No nie wiem - nie zauważyłeś że nie są identyczne?
>> W latach 90-tych może i miało to jakiś sens.
>> Dziś rozpoznanie obrazu liter i cyfr przy ustalonym liternictwie to nie
>> jest żaden problem. Albo mówiąc inaczej - jest dokładnie taki sam jak
>> rozpoznanie tego kodu.
>
> Nie.

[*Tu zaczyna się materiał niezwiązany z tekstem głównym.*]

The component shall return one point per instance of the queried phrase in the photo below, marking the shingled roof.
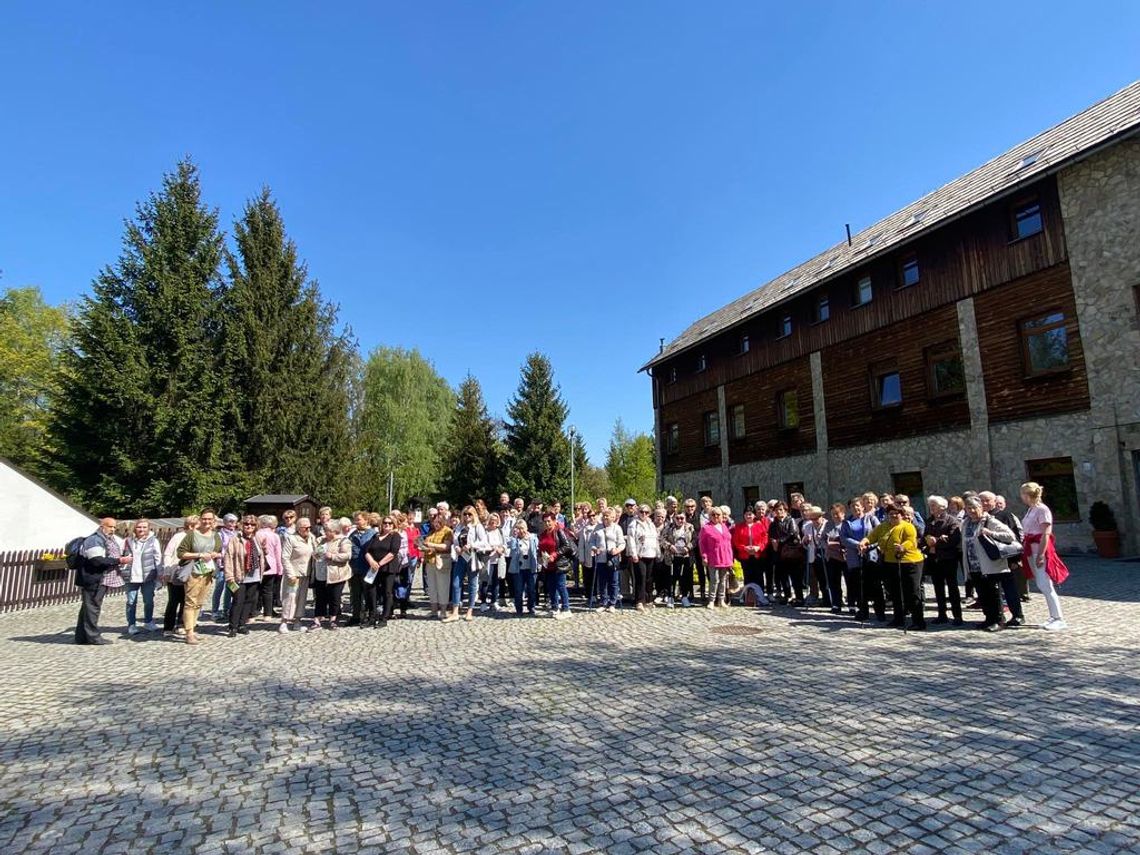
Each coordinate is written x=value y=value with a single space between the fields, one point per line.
x=1115 y=116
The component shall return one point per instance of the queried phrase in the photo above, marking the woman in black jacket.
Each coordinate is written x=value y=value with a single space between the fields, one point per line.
x=944 y=553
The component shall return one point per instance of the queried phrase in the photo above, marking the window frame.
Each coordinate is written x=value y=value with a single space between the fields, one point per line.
x=904 y=262
x=1015 y=219
x=709 y=418
x=733 y=434
x=1033 y=473
x=1024 y=336
x=877 y=375
x=934 y=355
x=781 y=406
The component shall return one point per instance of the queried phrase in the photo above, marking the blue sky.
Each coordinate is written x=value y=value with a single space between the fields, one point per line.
x=485 y=179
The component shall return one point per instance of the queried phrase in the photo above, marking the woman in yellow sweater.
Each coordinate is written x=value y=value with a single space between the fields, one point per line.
x=897 y=542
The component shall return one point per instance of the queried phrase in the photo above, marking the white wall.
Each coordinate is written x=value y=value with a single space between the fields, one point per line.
x=31 y=518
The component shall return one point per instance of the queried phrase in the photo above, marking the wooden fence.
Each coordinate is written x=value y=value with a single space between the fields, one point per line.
x=40 y=577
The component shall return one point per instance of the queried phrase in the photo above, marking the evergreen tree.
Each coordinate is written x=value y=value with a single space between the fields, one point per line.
x=287 y=364
x=32 y=338
x=400 y=428
x=538 y=452
x=136 y=421
x=630 y=464
x=473 y=450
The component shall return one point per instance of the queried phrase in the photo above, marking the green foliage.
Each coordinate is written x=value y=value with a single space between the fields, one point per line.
x=632 y=465
x=400 y=428
x=32 y=338
x=473 y=454
x=287 y=367
x=538 y=452
x=136 y=416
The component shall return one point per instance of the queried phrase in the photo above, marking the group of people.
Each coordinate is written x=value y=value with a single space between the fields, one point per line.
x=856 y=558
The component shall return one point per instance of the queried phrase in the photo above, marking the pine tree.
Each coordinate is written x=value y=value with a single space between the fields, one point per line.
x=473 y=450
x=400 y=428
x=136 y=422
x=538 y=463
x=288 y=365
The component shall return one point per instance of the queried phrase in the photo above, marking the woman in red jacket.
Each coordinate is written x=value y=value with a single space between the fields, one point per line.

Kod może nieść dodatkowo sumę kontrolną. Na tym polega *różnica* w
> jakości rozpoznawania vs zgadywania O 0.
Nie jest to żadna magiczna cecha kodu, bo numer cyfrowo/literowy tak samo
może nieść dodatkowe informacji, tyle że po prostu musiałby być dłuższy, a
to z kolei będzie upierdliwe żeby go zapamiętać.
Cała "magia" w innym kodzie jest taka, że na niewielkiej powierzchni
tablicy można zapisać po prostu więcej informacji.
Oczywiście nic nie stoi na przeszkodzie żeby te informacje dowolnie
zwielokrotniać.
Tyle że do analizy obrazów z kamery lepszy niż kod kreskowy są kody binarne
(QRcode itp).
> PS. Byłem kiedyś na konferencji gdzie koleś od rozpoznawania obrazów
> (czech jakis o ile pamiętam, koło 2002r) pokazywał jak *bardzo*
> nieskuteczne są algorytmy komercyjne kiedy doda się do nich szum. I jak
> udowodnić matematycznie że nigdy nie bedą skuteczniejsze jeśli nie
> doprowadzimy do różnicowania znaków podobnych..
No i bardzo słusznie mówił - dlatego znaki na tablicach są na tyle
zróżnicowane żeby się dało je odróżnić.